TransWikia.com

How can I get a measure of the semantic similarity of words?

Data Science Asked on May 24, 2021

What is the best way to figure out the semantic similarity of words? Word2Vec is okay, but not ideal:

# Using the 840B word Common Crawl GloVe vectors with gensim:

# 'hot' is closer to 'cold' than 'warm'
In [7]: model.similarity('hot', 'cold')
Out[7]: 0.59720456121072973

In [8]: model.similarity('hot', 'warm')
Out[8]: 0.56784095376659627

# Cold is much closer to 'hot' than 'popular'
In [9]: model.similarity('hot', 'popular')
Out[9]: 0.33708479049537632

NLTK’s Wordnet methods appear to just give up:

In [25]: print wn.synset('hot.a.01').path_similarity(wn.synset('warm.a.01'))
None

What are other options?

5 Answers

In Text Analytic Tools for Semantic Similarity, they developed a algorithm in order to find the similarity between 2 sentences. But if you read closely, they find the similarity of the word in a matrix and sum together to find out the similarity between sentences. So, it might be a shot to check word similarity.

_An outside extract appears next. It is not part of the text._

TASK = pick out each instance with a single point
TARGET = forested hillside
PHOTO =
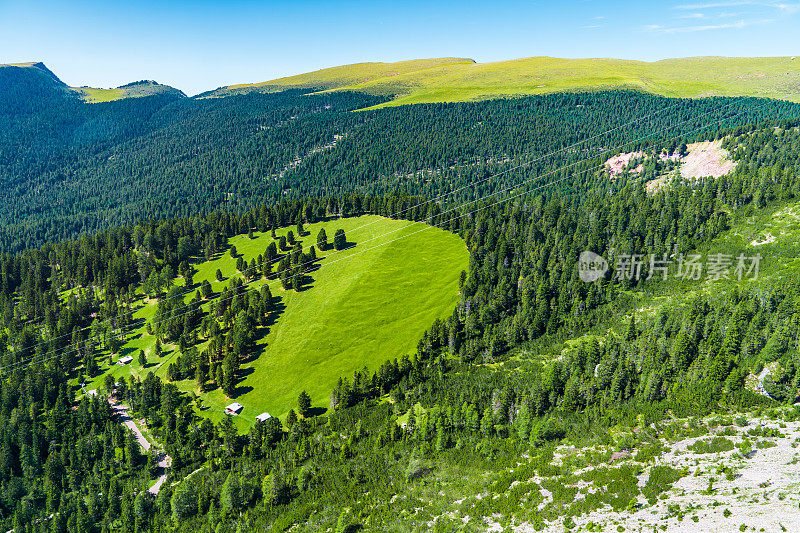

Also in SimLex-999: Evaluating Semantic Models With (Genuine) Similarity Estimation, they explain the difference between association and similarity which is probably the reason for your observation as well. For example, coffee and a cup. They are not similar but they are associative. So just considering similarity would give a different result. The authors suggest various models to estimate them.

Answered by Hima Varsha on May 24, 2021

Word2vec does not capture similarity based on antonyms and synonyms. Word2vec would give a higher similarity if the two words have the similar context. Eg The weather in California was _____ . The blank could be filled by both hot and cold hence the similarity would be higher. This concept is called Paradigmatic relations.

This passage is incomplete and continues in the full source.